Il y a du sang dans les sillons
et du plomb dans les cervelles.
Est-ce trop demander
un peu de ciel sur la terre ?
Va.
Dis au bon dieu :
Vous savez, Monsieur, on commence
à vous trouver mauvais,
quoi, il vous faut de la souffrance,
quoi, il vous faut du sang !
Venez, venez donc un peu,
un jour ou deux
chasser les méchants.
Vrai, qu’est-ce qu’on vous a fait, nous autres
revenez vite, il est temps,
les voleurs sont là, les assassins sont là,
qu’est-ce que vous attendez,
qu’est-ce que vous attendez ?
VISION
Les longs serpents de feu
Les dragons ressuscités
Le diable
L’enfer
Les cris des damnés
C’est l’usine.
L’odeur des cendres chaudes
De la suie
Du suif
De l’acide
De l’huile chaude,
L’odeur du cuir
Et du métal
Et celle de l’homme :
C’est l’usine.
Le feu qu’on étire
La meule émeri qui rage
La chanson des limes douces
Les sifflements électriques
Voilà l’usine.
Des compagnons en haillons
Des hommes noirs
Des apprentis pâlots
Des manœuvres
Et puis ma mère
Entre les courroies
AU JOUR LE JOUR
Extrait 5
À Digne, l'été, on est encore dehors après le coucher du soleil. C'est tout naturel, il fait bon. On compte ses pas le long de la Bléone. On déambule jusqu'au Pigeonnier, parce que là, un courant d'air tombe des Dourbes.

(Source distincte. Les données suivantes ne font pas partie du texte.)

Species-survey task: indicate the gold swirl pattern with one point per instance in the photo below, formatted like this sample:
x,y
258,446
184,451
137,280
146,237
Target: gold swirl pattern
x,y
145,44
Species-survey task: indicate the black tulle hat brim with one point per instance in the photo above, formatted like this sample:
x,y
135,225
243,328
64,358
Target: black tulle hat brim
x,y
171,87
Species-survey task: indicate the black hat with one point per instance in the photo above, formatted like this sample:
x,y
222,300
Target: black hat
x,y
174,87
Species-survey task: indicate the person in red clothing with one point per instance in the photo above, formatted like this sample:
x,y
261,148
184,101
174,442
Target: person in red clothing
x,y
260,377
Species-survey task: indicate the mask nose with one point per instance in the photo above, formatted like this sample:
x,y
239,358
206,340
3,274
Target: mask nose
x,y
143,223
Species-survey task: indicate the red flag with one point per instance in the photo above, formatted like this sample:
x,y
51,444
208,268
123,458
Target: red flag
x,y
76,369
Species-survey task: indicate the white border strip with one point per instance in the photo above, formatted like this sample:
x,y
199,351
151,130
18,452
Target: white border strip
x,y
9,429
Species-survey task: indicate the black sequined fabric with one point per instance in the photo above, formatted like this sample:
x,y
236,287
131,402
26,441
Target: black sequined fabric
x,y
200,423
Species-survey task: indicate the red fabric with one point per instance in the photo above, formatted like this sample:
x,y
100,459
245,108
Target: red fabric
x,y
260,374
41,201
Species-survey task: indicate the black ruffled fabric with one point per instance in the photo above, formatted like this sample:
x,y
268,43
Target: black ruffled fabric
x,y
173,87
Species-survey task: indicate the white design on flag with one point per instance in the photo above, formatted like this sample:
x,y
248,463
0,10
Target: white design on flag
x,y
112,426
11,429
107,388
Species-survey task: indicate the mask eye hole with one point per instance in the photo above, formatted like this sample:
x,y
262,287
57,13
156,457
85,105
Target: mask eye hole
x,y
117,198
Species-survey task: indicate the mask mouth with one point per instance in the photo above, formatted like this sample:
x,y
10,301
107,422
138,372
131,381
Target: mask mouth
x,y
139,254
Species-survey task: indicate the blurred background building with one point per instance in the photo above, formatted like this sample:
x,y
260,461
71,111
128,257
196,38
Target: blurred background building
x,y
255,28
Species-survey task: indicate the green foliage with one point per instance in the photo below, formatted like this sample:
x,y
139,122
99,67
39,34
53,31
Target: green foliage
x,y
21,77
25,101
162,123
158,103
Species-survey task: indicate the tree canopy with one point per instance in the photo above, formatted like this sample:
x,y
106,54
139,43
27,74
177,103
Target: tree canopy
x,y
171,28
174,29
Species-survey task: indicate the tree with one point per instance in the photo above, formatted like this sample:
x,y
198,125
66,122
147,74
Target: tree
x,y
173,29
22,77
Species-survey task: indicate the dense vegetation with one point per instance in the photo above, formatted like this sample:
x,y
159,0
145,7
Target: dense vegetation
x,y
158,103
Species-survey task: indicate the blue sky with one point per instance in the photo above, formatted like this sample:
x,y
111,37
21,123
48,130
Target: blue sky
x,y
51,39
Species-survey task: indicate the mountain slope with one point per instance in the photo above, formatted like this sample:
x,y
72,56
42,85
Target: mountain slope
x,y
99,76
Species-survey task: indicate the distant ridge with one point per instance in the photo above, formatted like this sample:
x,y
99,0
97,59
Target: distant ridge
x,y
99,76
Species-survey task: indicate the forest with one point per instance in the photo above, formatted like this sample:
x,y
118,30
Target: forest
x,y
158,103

Sous les platanes du Boulevard, les commerçants tirent les chaises. Pendant ce temps, comme chaque nuit, le ciel multiplie les étoiles.
La CAFOUILLARDE
La CAFOUILLARDE, l'Isabelle, oui, dans sa masure, là, au bout de la rue (où s'étale la rigole) la Cafouillarde est morte.
Comme ça.
C'est le facteur qui a alerté la population (il tenait toujours son catalogue de la GRANDE SEMAINE DU BLANC) il disait, disait ? non, il hurlait : « allez vite chez Cafouillarde, je crois qu'elle est morte. »
Tu penses, ç'a été la bousculade ! Les retardataires grimpaient sur des épaules. Je ne sais qui a placé le cadavre tout froid sur le matelas. Mais il se trouvait là, enfin, et tellement pâle, dépeigné (les yeux, blancs, pas tout à fait fermés).
A midi, on a chassé les chiens, et le village est allé casser la croûte.
…
Le ciel appartient à celui qui le prend.
Voilà tout !
JE REPETE ICI...
À Jacqueline et Jean Mascaux
Je répète ici que les villages bas-alpins ont des noms sucrés,
veloutés et caressants.
Tenez, Simiane.
Et Soleilhas.
Reillanne, là.
Manosque nous tend sa main.
Il y a de l’oiseau dans Méolans.
J’aimerais écouter Mozart à Valsaintes.
LA FRANCE ENTIÈRE NE POSSÈDE QU’UN PIERREVERT.
Ô, Taulanne, et toi Castellane !
Les Omergues, dites ?
Et Valensole, encore.
Dans votre film murmurez
le nom des villages qui chantent.
Au jour le jour
Voici. Un homme déguisé vient "me voir" pour me demander des comptes.
Il est assez drôle
avec sa cravate
et son faux-col
et sa serviette.
-Je suis chef de bureau, qu'il me dit.
(Zut, moi qui ai envie d'aller visiter un nid de chardonnerets à la Halourde !)
- Bonjour Bureau, comment va ta cravate que je réponds.